Files
harmony/ROADMAP/fleet_platform/v0_3_plan_consolidated.md
Jean-Gabriel Gill-Couture dfcafcfc1f docs(roadmap): consolidated v0.3 fleet plan (post-demo)
Single dense authoritative plan superseding v0_3_plan.md and
v0_3_plan_recovered.md: status table, sequencing, ADR map, and the four
open decisions that gate work (agent runtime model, secret scoping axis,
operator topology, binary distribution). Reflects shipped state (role
gate, exec+logs+selector, stale health, auto-start reboot fix) and the
in-scope agent+system upgrade auto-rollback per ADR-022 / ADR-0042.
2026-06-03 14:54:19 -04:00

14 KiB
Raw Permalink Blame History

Fleet Platform v0.3 — consolidated plan

Authoritative go-forward plan, post-demo (2026-06-03). Supersedes v0_3_plan.md and v0_3_plan_recovered.md for planning (kept for history). Frame: v0.1 proved the shape · v0.2 locked the brick · v0.3 makes the brick safe to hand a customer running production workloads on Pis.
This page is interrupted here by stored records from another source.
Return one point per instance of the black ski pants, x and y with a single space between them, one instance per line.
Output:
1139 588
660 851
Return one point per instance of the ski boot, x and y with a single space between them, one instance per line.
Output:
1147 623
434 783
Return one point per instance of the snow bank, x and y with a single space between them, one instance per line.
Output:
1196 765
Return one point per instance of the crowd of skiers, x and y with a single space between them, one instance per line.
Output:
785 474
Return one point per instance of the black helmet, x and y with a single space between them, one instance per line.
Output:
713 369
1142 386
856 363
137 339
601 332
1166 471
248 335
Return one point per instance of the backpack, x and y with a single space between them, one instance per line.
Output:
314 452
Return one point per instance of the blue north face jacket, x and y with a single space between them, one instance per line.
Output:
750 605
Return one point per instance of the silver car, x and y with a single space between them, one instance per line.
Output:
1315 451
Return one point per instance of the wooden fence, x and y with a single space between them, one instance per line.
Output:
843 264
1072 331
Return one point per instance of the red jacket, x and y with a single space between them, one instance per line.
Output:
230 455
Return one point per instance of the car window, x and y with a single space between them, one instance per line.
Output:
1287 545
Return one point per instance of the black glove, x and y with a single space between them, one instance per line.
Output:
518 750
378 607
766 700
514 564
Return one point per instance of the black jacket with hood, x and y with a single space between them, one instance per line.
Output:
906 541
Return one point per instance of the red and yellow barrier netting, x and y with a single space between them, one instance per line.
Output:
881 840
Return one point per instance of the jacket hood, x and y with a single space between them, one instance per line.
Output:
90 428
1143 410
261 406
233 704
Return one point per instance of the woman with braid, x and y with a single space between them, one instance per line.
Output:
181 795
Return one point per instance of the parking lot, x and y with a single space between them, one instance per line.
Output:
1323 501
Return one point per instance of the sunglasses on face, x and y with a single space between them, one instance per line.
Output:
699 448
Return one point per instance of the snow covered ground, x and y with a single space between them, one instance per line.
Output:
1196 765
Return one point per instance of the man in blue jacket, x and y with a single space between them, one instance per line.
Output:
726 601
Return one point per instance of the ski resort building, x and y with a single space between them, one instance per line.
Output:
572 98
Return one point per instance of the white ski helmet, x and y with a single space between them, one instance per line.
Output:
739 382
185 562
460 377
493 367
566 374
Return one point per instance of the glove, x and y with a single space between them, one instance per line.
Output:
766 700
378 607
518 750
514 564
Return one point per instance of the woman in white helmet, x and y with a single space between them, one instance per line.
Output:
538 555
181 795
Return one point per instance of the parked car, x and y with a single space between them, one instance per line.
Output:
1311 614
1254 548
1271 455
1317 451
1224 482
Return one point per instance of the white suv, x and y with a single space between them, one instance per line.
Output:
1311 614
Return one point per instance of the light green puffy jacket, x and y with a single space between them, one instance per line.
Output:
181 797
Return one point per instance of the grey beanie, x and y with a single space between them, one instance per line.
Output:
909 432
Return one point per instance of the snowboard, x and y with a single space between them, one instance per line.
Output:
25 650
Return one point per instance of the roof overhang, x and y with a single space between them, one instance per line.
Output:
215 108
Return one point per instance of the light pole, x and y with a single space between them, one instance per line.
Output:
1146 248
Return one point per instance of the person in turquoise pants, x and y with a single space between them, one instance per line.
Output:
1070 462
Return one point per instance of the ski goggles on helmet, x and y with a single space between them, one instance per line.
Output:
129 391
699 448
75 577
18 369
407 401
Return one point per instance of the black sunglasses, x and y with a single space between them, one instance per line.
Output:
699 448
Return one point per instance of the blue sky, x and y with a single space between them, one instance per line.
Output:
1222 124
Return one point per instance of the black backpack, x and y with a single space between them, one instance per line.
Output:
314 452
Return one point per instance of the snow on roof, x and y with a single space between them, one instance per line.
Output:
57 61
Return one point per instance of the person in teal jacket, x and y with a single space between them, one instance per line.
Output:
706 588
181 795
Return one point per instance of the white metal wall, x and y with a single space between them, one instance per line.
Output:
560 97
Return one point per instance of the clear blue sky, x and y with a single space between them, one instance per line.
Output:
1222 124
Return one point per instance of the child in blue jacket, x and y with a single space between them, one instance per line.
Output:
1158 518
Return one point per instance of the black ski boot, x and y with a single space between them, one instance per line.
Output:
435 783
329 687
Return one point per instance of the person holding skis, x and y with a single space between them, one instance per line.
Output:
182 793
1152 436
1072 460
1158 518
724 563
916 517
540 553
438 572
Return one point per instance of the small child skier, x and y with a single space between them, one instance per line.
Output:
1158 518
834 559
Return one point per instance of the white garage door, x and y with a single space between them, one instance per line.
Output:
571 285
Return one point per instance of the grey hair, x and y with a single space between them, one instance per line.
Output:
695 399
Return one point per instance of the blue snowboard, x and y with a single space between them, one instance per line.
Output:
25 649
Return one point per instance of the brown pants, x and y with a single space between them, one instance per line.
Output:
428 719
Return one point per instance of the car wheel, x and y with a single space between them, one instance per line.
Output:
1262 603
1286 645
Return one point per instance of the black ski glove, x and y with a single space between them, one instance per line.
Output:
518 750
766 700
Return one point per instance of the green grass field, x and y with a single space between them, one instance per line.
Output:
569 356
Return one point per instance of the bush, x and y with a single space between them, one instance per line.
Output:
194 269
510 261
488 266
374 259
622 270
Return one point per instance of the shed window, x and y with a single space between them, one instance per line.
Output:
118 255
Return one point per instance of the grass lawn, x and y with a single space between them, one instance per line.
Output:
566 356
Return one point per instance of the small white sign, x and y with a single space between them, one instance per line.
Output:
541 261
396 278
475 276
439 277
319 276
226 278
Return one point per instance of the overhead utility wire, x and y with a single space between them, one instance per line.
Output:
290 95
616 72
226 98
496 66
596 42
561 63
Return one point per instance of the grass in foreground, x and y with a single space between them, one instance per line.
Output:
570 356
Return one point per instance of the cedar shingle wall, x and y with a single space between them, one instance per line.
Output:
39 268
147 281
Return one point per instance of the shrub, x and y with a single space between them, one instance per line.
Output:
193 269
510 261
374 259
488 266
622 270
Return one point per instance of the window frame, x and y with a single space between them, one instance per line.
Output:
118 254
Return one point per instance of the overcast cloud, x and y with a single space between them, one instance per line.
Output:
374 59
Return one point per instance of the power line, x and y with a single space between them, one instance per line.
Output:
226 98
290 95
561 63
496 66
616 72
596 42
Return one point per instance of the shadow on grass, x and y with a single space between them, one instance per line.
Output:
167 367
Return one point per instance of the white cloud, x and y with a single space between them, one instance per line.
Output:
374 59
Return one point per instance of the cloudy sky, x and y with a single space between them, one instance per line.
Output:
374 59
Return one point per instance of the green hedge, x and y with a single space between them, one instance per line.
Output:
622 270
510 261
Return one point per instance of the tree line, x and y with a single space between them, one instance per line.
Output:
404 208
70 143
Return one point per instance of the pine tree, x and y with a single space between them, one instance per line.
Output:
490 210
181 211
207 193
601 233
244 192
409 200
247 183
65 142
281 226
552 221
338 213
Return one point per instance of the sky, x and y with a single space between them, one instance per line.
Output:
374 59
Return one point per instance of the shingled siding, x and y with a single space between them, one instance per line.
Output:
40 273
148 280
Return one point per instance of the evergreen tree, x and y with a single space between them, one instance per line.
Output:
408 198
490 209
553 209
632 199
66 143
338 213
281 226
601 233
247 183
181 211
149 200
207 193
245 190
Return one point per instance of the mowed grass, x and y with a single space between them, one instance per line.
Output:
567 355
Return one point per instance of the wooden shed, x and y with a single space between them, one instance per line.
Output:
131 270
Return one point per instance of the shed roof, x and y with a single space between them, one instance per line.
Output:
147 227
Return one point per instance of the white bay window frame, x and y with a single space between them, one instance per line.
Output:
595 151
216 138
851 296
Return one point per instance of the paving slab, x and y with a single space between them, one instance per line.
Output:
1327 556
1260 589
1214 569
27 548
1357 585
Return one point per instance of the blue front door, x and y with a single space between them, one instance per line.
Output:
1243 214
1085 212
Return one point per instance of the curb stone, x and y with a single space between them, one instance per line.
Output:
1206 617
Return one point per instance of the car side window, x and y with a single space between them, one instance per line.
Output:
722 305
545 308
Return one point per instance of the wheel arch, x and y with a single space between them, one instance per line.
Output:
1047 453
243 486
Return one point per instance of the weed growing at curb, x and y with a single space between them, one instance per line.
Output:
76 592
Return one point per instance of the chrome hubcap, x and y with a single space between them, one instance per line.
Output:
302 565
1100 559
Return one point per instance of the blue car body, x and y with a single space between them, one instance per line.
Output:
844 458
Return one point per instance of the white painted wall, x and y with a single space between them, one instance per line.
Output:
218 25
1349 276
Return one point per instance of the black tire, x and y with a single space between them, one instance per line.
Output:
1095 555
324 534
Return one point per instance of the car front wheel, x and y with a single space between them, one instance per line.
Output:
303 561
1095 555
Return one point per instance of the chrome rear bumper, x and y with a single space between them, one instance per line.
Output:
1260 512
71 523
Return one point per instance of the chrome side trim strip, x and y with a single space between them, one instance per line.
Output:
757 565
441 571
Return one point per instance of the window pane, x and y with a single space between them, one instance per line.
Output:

Legend: shipped · 🟡 partial · 🔴 not started · ⏸ deferred (version in note).

Status

# Feature St Governs / branch Note
1 Dashboard role gate (fleet-admin) 🟡 this branch Gate works; 4 follow-ups owed (see Ch1).
2 Operator restart + aggregator recovery 🔴 new branch Converge from NATS KV alone; no customer-visible "unknown state".
3 Deployment logs + remote exec 🟡 this branch One-shot podman logs tail + exec + per-deployment selector shipped. Companion-trait refactor + live streaming → v0.4.
4 Agent self-upgrade + auto-rollback 🔴 ADR-022 ADR is authoritative + already rolls back. Build it; drop the old no-rollback cut.
5 Graceful deployment upgrade (roll-forward) 🔴 new branch SIGTERM→grace→SIGKILL→start-new. App versions roll forward only (customer ask).
6 Init containers in PodmanV0Score 🔴 new branch Ordered, run-to-completion, customer guarantees idempotency.
7 System (OS) upgrade + auto-rollback 🔴 ADR-0042→025 LVM thin snapshot + two-tier watchdog. Rollback now in scope.
8 Deployment secrets from OpenBao 🔴 blocked: machine-identity branch Agent-fetch via harmony_config. Scoping axis undecided (Ch8).
9 Agent time-drift guard 🔴 new branch NTP check; refuse JWT ops if |skew| > 30s.
10 Phase-1 smoke wiring 🔴 new branch HTTP / K8sPodReady / NatsKv probes on real Scores.
14 Blacklist enforcement + un-blacklist 🔴 new branch Today cosmetic. Zitadel-deactivate; no instant NATS kill (Ch14).
15 Container auto-start after reboot this branch watchwatch_with_history; agent replays desired-state on boot.
16 Container auto-start while offline at boot ⏸ v0.4 follow-on #15 Needs user podman-restart.service + restart=always.
11/12 CI yaml minimization · callout CI ⏸ v0.4 Opportunistic; doesn't block customer.
13 App log streaming through NATS ⏸ v0.4 follow-on #3 Live tail; #3 ships the sync getLogs.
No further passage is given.